Larkin was looking at it through a different lens than I was. I understood instantly what the old man was talking about. It wasn’t about whether or not he was the leader we needed, it was about him being the leader others would perceive as being weak.
Now that attention had been brought to the pack and it had grown, people were going to look at this land and his position and see it as an opportunity to come in, challenge him, and take over. The histories of our people were filled with that.
I always thought it was a thing of the past. But the more Auden spoke, the more I realized he didn’t. He never said if he heard rumblings or if it was just a gut reaction, but he was firm in his belief that I needed to take over the pack and become the Alpha.
I had the pedigree from my family lineage. And while my mate looked far more Alpha and his beast possessed a lot of strength, he was an Omega and that wasn’t going to help us, not in the eyes of others.
“I won’t fight you.
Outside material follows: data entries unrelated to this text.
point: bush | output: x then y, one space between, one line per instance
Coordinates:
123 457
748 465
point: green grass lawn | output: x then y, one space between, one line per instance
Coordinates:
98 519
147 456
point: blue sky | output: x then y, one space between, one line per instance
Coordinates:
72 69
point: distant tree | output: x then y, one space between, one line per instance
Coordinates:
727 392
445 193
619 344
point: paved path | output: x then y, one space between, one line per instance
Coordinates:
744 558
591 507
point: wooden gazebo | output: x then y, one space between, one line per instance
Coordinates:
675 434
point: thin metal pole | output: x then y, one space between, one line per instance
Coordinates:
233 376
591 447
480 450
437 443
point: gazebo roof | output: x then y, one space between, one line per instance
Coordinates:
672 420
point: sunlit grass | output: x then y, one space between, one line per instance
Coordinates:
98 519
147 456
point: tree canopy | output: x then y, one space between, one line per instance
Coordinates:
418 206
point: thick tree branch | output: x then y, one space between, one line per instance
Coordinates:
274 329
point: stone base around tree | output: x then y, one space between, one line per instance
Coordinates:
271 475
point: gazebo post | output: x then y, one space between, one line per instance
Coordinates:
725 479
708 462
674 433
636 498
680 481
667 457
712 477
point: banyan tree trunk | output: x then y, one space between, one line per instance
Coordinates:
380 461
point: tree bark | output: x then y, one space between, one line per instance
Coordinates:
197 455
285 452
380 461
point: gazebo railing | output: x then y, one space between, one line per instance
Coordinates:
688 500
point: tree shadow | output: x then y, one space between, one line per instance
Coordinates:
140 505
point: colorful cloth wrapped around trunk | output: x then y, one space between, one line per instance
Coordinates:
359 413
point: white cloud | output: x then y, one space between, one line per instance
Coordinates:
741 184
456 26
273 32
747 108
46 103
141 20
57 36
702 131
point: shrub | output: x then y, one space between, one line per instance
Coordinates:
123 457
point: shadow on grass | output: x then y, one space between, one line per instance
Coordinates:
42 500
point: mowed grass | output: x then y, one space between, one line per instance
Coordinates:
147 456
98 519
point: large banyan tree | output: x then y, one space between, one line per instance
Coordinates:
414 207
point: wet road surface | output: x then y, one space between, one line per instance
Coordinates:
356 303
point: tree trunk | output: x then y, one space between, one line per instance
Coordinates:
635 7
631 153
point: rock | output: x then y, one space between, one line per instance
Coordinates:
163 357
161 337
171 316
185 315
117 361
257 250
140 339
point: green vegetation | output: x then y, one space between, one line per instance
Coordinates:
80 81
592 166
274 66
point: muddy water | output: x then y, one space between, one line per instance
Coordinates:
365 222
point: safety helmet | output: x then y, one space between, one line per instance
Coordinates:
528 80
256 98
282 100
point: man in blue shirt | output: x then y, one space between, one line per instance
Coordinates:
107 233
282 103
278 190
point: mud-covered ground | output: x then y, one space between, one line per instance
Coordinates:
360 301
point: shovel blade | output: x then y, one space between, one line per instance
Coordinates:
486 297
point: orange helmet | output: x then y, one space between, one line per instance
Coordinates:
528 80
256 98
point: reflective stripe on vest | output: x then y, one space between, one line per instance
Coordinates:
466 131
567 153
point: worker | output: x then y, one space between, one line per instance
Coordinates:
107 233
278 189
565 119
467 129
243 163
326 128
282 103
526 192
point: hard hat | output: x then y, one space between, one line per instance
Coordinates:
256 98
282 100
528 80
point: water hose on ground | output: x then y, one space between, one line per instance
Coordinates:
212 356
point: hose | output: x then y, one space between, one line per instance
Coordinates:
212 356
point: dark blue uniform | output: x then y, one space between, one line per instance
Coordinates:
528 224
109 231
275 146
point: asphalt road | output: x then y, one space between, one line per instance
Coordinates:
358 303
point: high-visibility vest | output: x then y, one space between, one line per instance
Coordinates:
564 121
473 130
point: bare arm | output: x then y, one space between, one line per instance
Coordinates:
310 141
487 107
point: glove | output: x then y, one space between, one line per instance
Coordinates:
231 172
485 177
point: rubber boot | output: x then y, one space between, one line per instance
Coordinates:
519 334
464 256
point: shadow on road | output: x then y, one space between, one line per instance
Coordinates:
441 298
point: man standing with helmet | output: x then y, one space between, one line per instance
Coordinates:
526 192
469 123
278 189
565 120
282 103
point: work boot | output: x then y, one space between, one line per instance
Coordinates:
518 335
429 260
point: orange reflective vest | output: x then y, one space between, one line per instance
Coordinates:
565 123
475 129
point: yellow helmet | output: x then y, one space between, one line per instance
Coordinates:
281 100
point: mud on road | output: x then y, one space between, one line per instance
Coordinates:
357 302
I won’t. You’ve already done so much for us. If I need to fight for a pack to protect you, I’ll do that, but I won’t be the one to end your life. Not for a title. Not after all you’ve done.”
And then Auden did something I never in a million years would have expected him to do. He laughed… laughed so hard he started to choke. Then he laughed until he snorted and eventually until he fell off his seat.
The old man was losing it.
“What’s going on here?” Larkin asked, and I didn’t have a clue.
If he thought this was the normal pack protocol I could explain away, my mate had a lot to learn about pack structures. Because never had I ever heard of an Alpha who laughed at someone worried about it and trying to avoid a challenge.
Finally, he set himself right again, his eyes tearing from all the laughter.
“I don’t see what’s funny.” I said, my eyes darting back and forth between my mate and our Alpha.
“It’s not really funny. But it just reminds me of how I… let’s just say anticipating the look on your face when you realize what I really asked you.”
I still had no clue what was going on. So I stared at him, waiting for him to clarify. He eventually shrugged and shook his head, the silliness he’d shown gone.
“Who is the Alpha of this pack? Let’s start there.”
“You’re Alpha, Auden.” Larkin answered for us.
“Exactly. And who decides how we do things in this pack?”
“We do?” Larkin asked.
Auden shook his head. “Nope. Me. I am the Alpha. And I have decided that blood challenges are what get most packs into trouble. If someone from the outside comes in and blood challenges us, we have to go by shifter law. But within the pack, we don’t need to allow them at all.”
“So you’re saying… I just become Alpha?” That didn’t sound right.
“No. There needs to be a challenge—that we can’t change. Stand up.”
I did.
“Okay. We’re going to decide this the only way we can: Rock, Paper, Scissors. Do you know the game?”
Just when I thought he was being serious and rational… There was no way he was serious, except when I nodded, he said, “Perfect. House rules which apply only for today: the challenger can only use paper.”
If I was playing Rock, Paper, Scissors anywhere else, I rarely used paper. There was always something that just felt so weak about it. But then he called, “The challenge has been set. Rock, Paper, Scissors… now!” And my choice was to obey or not.
And as I threw paper, just like he commanded. He threw rock and went, “Oh no, I lost! You’re Alpha.”
This could not be my life… but also it very much was. Before I could say a word, he got on his knees, bore his neck, and swore his allegiance to me as Alpha. He then called my mate over to do the same.
We went from having dinner, to listening to what I thought were the ramblings of an old man, to me being Alpha of our pack of three, in a few minutes' time.
I wouldn’t have believed the ceremony worked, if I didn’t sense the Alpha bond already forming and my beast commanded that we shift together.
“And now we shift.” Became my very first act as Alpha.
This isn’t how you thought it would happen, Father, but I finally became what you always wanted.